From here we have to think in terms of what the business is asking the technical people. If they say that RTO is seconds…what does this really mean? Typically it means expensive hardware, fully redundant systems that are ready to be ‘up’ at all times. For business systems that can tolerate 30 minutes or an hour, this can mean something different. And for business systems that can tolerate 4+ hours, that’s something different again. Knowing the tolerance for RTO for each system is important as not all business systems are the same. For example, for an e-commerce website, you might want the RTO to be seconds whereas for an internal HR website you might tolerate a few days.

A careful study of each system and its unique needs is required. Getting a system up and running after it is down is a challenge. Care and planning are needed to ensure that the organization can be restored quickly and effectively.

RPO: Recovery Point Objective

RPO is often defined as the maximum targeted period in which data might be lost from a disaster.

Like RTO, this can vary by business as well as vary by the business system within a company. How much data can be ‘lost’? Again most people will say ‘Zero Data Loss’ and in many systems, this can be achieved, but at a certain cost. Your systems will have to be designed for no loss in the event of an emergency. And they often come at a high cost.
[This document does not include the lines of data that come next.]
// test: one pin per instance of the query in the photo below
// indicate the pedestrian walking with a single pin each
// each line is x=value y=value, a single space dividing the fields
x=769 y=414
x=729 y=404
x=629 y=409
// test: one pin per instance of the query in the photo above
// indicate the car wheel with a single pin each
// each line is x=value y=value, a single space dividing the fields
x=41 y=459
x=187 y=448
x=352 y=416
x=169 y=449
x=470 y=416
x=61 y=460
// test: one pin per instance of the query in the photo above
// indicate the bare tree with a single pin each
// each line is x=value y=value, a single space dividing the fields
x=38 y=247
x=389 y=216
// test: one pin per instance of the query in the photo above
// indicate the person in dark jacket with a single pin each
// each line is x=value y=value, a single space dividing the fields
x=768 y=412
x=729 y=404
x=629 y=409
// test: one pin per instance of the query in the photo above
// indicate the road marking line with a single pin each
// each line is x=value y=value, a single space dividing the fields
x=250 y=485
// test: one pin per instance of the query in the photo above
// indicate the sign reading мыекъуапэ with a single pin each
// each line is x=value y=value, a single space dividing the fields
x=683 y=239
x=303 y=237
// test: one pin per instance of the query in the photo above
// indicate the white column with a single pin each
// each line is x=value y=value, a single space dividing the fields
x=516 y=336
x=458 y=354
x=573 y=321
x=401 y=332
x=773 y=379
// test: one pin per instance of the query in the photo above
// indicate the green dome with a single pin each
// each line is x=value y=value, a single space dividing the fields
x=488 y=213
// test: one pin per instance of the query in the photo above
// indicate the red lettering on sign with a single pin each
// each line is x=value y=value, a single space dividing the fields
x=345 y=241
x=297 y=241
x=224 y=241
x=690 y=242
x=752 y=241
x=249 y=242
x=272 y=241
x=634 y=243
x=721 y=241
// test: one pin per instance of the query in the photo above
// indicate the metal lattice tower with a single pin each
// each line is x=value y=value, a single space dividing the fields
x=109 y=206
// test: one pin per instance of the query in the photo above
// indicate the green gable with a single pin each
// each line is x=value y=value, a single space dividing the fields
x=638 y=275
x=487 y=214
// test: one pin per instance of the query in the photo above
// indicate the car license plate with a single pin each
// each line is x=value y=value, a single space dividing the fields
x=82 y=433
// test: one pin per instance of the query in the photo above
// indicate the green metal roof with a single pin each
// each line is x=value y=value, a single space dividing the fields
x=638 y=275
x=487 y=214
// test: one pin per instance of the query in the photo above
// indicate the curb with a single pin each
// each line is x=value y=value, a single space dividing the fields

There is a very large difference between losing 1 hour of data vs losing 10 minutes vs losing 1 minute. When designing the system it is important to think of these things. As the fault tolerance shrinks, the cost of ensuring low RTO typically rises dramatically. IT departments must plan proper backups, disaster recovery plans, offsite IT systems, and a myriad of other factors. Many of these concerns can be alleviated with proper planning in finding the proper balance of RTO and RPO for your organization.